Una vez más miró hacia abajo. Esta vez se sentía segura. Abrió sus alas. Una brisa tibia recorrió cada pluma de su nuevo cuerpo. Decidió lanzarse. Al fin y al cabo los pichones de ave así aprenden - pensó. Se posó en el borde de la abertura, y mirando fijo hacia el frente se dejó caer, sintiendo como el aire mismo la sostenía. Movió sus alas a la par, logrando entender como funcionaban. Minutos después se hallaba parada sobre las montañas de los Andes, habiendo vencido a todo aquel individuo que se hubiera tomado el tiempo de escalarlas.

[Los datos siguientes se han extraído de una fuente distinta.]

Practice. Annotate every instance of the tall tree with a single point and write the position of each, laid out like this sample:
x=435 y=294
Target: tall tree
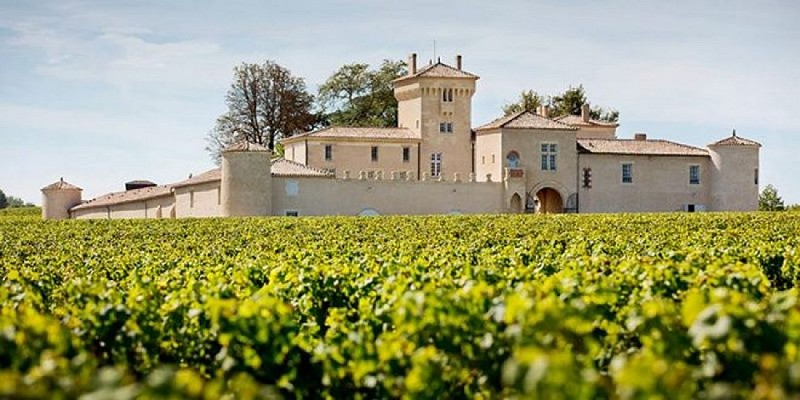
x=571 y=101
x=265 y=103
x=769 y=200
x=355 y=95
x=567 y=103
x=529 y=100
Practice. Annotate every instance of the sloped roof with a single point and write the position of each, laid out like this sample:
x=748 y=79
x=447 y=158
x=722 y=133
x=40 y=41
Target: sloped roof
x=734 y=140
x=208 y=176
x=439 y=70
x=577 y=120
x=126 y=197
x=526 y=120
x=656 y=147
x=61 y=185
x=284 y=167
x=357 y=133
x=244 y=145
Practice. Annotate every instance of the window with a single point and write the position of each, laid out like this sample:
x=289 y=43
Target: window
x=445 y=127
x=694 y=174
x=627 y=173
x=512 y=160
x=436 y=164
x=447 y=95
x=549 y=152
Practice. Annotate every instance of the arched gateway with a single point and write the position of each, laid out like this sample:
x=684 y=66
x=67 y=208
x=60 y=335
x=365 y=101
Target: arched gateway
x=549 y=201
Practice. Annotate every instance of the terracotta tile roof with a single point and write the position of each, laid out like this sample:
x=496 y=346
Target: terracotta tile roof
x=244 y=145
x=208 y=176
x=284 y=167
x=439 y=70
x=526 y=120
x=577 y=120
x=358 y=133
x=126 y=197
x=655 y=147
x=61 y=185
x=734 y=140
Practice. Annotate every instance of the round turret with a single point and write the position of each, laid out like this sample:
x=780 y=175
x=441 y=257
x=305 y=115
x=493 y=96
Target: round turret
x=734 y=174
x=246 y=180
x=58 y=198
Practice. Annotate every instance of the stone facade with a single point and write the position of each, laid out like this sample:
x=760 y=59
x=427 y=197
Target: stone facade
x=435 y=163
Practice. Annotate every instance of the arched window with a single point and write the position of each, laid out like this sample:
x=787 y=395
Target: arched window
x=512 y=160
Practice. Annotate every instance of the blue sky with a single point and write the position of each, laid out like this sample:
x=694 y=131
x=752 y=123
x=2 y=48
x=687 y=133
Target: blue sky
x=101 y=93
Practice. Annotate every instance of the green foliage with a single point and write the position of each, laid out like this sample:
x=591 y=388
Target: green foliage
x=265 y=103
x=570 y=306
x=567 y=103
x=768 y=199
x=529 y=100
x=355 y=95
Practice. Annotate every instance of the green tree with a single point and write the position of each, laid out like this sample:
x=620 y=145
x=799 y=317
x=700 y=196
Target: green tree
x=769 y=200
x=571 y=101
x=567 y=103
x=355 y=95
x=529 y=100
x=265 y=103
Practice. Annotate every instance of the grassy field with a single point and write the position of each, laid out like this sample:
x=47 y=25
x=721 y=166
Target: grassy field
x=568 y=306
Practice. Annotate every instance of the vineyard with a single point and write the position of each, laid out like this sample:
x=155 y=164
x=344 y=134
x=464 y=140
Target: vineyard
x=570 y=306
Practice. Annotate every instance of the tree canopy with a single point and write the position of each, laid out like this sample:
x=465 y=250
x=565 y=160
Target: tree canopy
x=265 y=103
x=768 y=199
x=567 y=103
x=356 y=95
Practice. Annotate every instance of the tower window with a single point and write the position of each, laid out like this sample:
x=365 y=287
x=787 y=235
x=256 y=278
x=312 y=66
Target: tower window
x=512 y=160
x=627 y=173
x=694 y=174
x=447 y=95
x=436 y=164
x=445 y=127
x=549 y=153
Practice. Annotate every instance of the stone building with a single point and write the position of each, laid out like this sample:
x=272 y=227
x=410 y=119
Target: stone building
x=434 y=162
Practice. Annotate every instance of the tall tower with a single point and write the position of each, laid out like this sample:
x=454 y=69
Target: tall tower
x=246 y=187
x=734 y=174
x=58 y=198
x=436 y=103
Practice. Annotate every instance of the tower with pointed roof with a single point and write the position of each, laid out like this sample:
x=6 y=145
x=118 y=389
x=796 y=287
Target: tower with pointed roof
x=246 y=183
x=435 y=102
x=58 y=198
x=734 y=174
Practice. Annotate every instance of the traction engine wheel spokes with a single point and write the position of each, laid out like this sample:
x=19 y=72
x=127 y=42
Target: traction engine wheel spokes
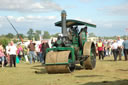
x=57 y=62
x=90 y=52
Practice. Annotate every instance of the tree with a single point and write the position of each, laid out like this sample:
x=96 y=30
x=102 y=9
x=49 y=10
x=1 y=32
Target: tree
x=46 y=35
x=92 y=35
x=55 y=35
x=30 y=34
x=10 y=35
x=4 y=41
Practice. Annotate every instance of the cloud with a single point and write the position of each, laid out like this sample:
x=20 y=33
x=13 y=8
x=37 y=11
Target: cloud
x=121 y=10
x=85 y=0
x=29 y=5
x=23 y=23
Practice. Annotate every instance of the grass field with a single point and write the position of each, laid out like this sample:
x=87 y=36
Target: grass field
x=107 y=72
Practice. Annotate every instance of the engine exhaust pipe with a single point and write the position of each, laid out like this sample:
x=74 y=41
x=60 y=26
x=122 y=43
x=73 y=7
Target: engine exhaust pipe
x=63 y=20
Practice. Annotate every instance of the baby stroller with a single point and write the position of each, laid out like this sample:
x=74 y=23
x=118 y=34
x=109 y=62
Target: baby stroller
x=5 y=61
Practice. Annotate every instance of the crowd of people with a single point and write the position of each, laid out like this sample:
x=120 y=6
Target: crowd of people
x=36 y=52
x=18 y=52
x=113 y=48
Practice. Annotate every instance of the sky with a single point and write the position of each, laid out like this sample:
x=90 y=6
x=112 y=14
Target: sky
x=110 y=16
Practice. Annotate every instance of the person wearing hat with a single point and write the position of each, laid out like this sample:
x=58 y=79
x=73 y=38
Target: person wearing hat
x=100 y=47
x=119 y=43
x=125 y=48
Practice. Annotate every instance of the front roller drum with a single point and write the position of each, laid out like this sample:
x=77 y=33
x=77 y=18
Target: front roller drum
x=90 y=52
x=57 y=62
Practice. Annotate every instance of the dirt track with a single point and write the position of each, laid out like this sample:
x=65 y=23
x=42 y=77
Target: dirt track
x=107 y=72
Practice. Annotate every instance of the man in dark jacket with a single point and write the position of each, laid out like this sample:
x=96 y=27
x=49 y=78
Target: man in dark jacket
x=125 y=48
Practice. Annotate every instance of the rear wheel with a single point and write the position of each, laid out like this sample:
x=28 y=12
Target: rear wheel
x=90 y=53
x=57 y=62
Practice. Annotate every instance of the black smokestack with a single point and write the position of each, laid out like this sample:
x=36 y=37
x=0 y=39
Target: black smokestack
x=63 y=20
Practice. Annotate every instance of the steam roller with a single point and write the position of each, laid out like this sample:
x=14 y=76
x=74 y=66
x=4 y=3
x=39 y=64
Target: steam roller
x=71 y=47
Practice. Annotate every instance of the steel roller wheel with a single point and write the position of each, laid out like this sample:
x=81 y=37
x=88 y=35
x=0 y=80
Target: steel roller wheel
x=58 y=57
x=90 y=52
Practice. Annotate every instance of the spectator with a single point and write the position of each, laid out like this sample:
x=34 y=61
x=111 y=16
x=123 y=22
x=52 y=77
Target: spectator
x=12 y=53
x=114 y=49
x=31 y=51
x=25 y=54
x=2 y=55
x=119 y=43
x=20 y=51
x=100 y=47
x=40 y=53
x=7 y=53
x=125 y=47
x=44 y=47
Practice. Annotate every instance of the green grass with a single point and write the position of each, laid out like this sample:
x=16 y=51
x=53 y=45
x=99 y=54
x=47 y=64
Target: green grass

Luego de contemplarse, conocer lugares y suelos nuevos, sentir hasta la brisa más leve ayudarla a remontar el vuelo, sintió sueño. Su cuerpo estaba cansado de tanto ejercicio. Encontró en un campo de soja, un hermoso colchón formado con hojas frescas debajo de la bóveda azul. Decidió que ese era un buen lugar para descansar. Con precaución apoyó los pies en ese suave césped, y bajando las alas y la cabeza se acomodó cual ave en su nido, para ver amanecer un nuevo día y remontar el vuelo hacia otras tierras.
Amaneció. El sol entraba por la ventana y golpeaba violentamente su frente. Olivia abrió los ojos, se desperezó y sorprendida dirigió la vista hacia sus manos. Ya no tenía plumas. Sus brazos no eran alas. Se levantó sobresaltada; miro el suelo. No había vidrios, ni píldoras, ni frasco. Solo el reflejo de la luz que entraba por esa ventana que daba al este. Se llevó las manos a la cabeza; su corazón se sentía lleno de alegría, cual niño con mascota nueva. Y esa melancolía fisica que Olivia notó, se debía a la idea de no poder volver a sentir esa libertad profundamente propia que ese sueño le había dado.
Una vez más sacó conclusiones involuntarias. Su fantasía más profunda se había hecho realidad en sueños. Quizá volviendo a dormir tendría alas una vez más. Convencida de su hipótesis se recostó nuevamente en la cama, bajó los brazos y la cabeza, para que al despertar, le fuera fácil remontar el vuelo.